What are supermarkets doing to help kids this summer holidays?

With the summer holidays in full swing, supermarkets have debuted and relaunched a slew of initiatives aimed at providing support for families.

From free meal initiatives to summer activities, we round up and compare what supermarkets are offering during the holiday period.

The UK’s leading supermarket has launched a raft of free meal offers aimed at families to help tackle hunger over the summer holiday period.

Waitrose has refreshed its kids menu in 128 cafés to include a variety of new nutritious meals for families. The new menu will run alongside a Waitrose summer campaign that sees myWaitrose shoppers that spend £5 in one of the supermarket’s cafes offered a free kids lunch bag or hot meal for their child.

Sainsbury’s offers free kids hot meals or kids lunch bag alongside the the purchase of any adult hot main meal from £5.50. The meals are available in all of the supermarket’s cafés until 3 September.

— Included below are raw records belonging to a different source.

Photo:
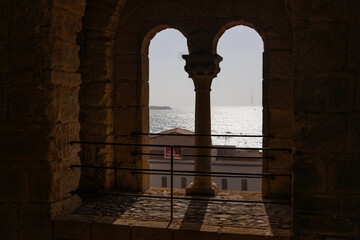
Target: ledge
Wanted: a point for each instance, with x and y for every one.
(118, 217)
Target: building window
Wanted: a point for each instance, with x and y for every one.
(224, 184)
(183, 182)
(164, 181)
(243, 185)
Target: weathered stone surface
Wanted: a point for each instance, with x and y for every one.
(315, 132)
(8, 221)
(34, 222)
(277, 122)
(276, 88)
(277, 65)
(108, 228)
(310, 96)
(72, 230)
(308, 173)
(320, 50)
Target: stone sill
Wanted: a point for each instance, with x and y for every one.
(76, 227)
(148, 219)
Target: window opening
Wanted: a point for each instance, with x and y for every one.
(171, 99)
(183, 182)
(163, 181)
(243, 185)
(236, 102)
(224, 184)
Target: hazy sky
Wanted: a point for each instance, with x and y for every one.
(238, 83)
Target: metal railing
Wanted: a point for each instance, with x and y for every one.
(173, 172)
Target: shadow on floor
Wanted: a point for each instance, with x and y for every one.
(194, 215)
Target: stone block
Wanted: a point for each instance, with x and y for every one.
(127, 43)
(357, 94)
(63, 179)
(277, 65)
(319, 133)
(343, 173)
(38, 99)
(326, 204)
(3, 102)
(151, 231)
(59, 144)
(320, 49)
(65, 79)
(323, 92)
(277, 122)
(65, 56)
(101, 17)
(127, 67)
(278, 37)
(96, 94)
(325, 225)
(96, 121)
(189, 230)
(77, 7)
(65, 104)
(14, 183)
(353, 133)
(131, 119)
(72, 229)
(277, 187)
(131, 93)
(309, 173)
(31, 55)
(35, 222)
(110, 230)
(65, 206)
(8, 221)
(65, 23)
(278, 94)
(316, 10)
(4, 18)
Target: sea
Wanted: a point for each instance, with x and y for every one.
(229, 120)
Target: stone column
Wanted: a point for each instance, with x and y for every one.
(202, 68)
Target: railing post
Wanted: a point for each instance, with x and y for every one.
(172, 184)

Asda has also reminded customers of a “lifeline available” for families during the school holidays with the return of its ‘Kids Eat for £1’ café meal deal at over 205 Asda Café’s.

The initiative, which comes without any spend requirement, follows its refresh of the kid’s café menu earlier this year, to include more nutritionally balanced offers.

Morrisons continues to offer its Kids Eat Free Initiative, which is available seven day a week for any child aged under 16 in Morrisons Cafés nationwide.

Morrisons has partnered with Heinz to bring back the ‘Ask For Henry’ initiative, offering anyone who who mentions the word Henry a free meal of a jacket potato topped with Heinz Cheesy Beanz – no questions asked.

Previously running in 2022 and 2023, this year’s initiative sees Morrisons Café colleagues trained on the code word ‘Henry’ and will understand phrases like “Is Henry here?,” or similar expressions.

Morrisons Café senior buying manager Chris Strong says the supermarket knows how “busy summer months can add to customers’ financial pressures, especially with extra mouths to feed”.

The supermarket has also teamed up with Warburtons to bring back the ‘Ask for Ellen’ initiative, offering free toasted crumpets to shoppers.

Morrisons also launched free breakfast clubs in cafés across the UK in partnership with Kellogg’s.

Offering popular branded cereals, such as Corn Flakes, Rice Krispies, or Coco Pops, and a portion of fresh fruit, the supermarket added that this campaign was aimed at supporting families during the summer holidays, when many term-time subsidised breakfast clubs are unavailable.

Morrisons has introduced new kids activity stations in cafés across all stores to keep children entertained throughout the summer.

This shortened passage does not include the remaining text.